The cases of Baronoff v. Zoning Board of Adjustment, 385 Pa. 110; Medinger Appeal, 377 Pa. 217, and Schmalz v. Buckingham Township Zoning Board, 389 Pa. 295, grant variances on the ground that the ordinance in a certain particular is unconstitutional. “Unnecessary hardship” seems unimportant, the findings indicate that the ordinances involved had no relation to the public good as it applied to health, safety and the general welfare.

However, the statutory requirement for the granting of a variance is “unnecessary hardship.” It seems to us far more clear cut if we can decide upon appeal from the action of an administrative officer that there is obviously a variance situation, that relief is indi*213cated and that, consequently, relief may be given. If relief is proper because the provision of an ordinance is an illegal attempt to exercise the police power, the error in the decision of the administrative officer or of the zoning board of adjustment should be the justification or reason for relief, rather than unconstitutionality or labored “unnecessary hardship” (particularly where it must have particular application to the property in question: Michener’s Appeal, 382 Pa. 401).

We find it hard to distinguish between “unconstitutionality” and “unnecessary hardship.” To us, they are often identical terms. The true test in either case is whether the regulation relative to a particular property is a proper use of police power. Such a holding relieves against unconstitutionality without declaring the ordinance, or part of it, void; it permits a deviation from the ordinance through the prescribed statutory procedure which empowers the zoning board to control the details of each case.

And so, as to the case before us, we look at the entire picture and see that the zoning ordinance permits a church to be built next to appellants’ property; that the zoning board granted the right to operate a cerebral palsy hospital and a stupendous shopping center, which changes the entire area.

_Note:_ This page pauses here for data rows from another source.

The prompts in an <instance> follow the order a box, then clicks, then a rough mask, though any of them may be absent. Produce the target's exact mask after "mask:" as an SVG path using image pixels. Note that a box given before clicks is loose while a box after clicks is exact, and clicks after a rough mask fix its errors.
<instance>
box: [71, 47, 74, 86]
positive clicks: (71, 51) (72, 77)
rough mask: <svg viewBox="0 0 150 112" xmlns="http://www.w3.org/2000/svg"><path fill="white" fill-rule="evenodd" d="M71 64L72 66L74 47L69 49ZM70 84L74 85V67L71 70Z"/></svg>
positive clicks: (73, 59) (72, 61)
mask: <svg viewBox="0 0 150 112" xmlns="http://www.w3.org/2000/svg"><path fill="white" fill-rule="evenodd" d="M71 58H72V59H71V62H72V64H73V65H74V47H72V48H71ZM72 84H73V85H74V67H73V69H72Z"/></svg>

The. board, having so acted, cannot, in conscience, say to appellants that they cannot use their property for a funeral home. “ ‘The applicant was not obliged, in order to obtain a certificate from the board, to establish, as in the case of a variance, that an unnecessary hardship would result if a certificate were refused.’ If the evidence failed to establish that such use would not be in harmony with the general purposes of zoning, . . . the certificate should be granted”: Garner v. Zoning Board of Adjustment, 388 Pa. 98, 101.

*214Since all zoning cases must stand upon their own facts, we enter the following

Decree

And now, November 22, 1957, it is ordered and decreed that:

(a) The action of the Board of Adjustment of Mar-pie Township in refusing the application of Donald A. Gibson and Christine B. Gibson, his wife, was arbitrary and capricious and the zoning ordinance is unconstitutional as to this particular property as it has no relation to health, safety or general welfare.
(b) The appeal of Donald A. Gibson and Christine B. Gibson, his wife, be, and it is hereby, sustained.
(c) The Zoning Board of Adjustment of Marple Township is ordered and decreed to issue its certificate to the said Donald A. Gibson and Christine B. Gibson, his wife, for use of their property at the corner of Sproul and Lawrence Roads, in the Township of Marple, County of Delaware and State of Pennsylvania, as a funeral home, subject to the following conditions and restrictions:
1. All funeral processions shall be formed on the property and adequate measures shall be taken to supervise and direct the processions as they enter the public roads;
2. Parking shall be provided on the premises so that there shall be no parking on Sproul or Lawrence Roads;
3. If flood lights are used on said property, they shall be located so that they do not shine upon neighboring property and shall be extinguished at 10 p. m. each evening.
(d) An exception is noted for all parties to this litigation.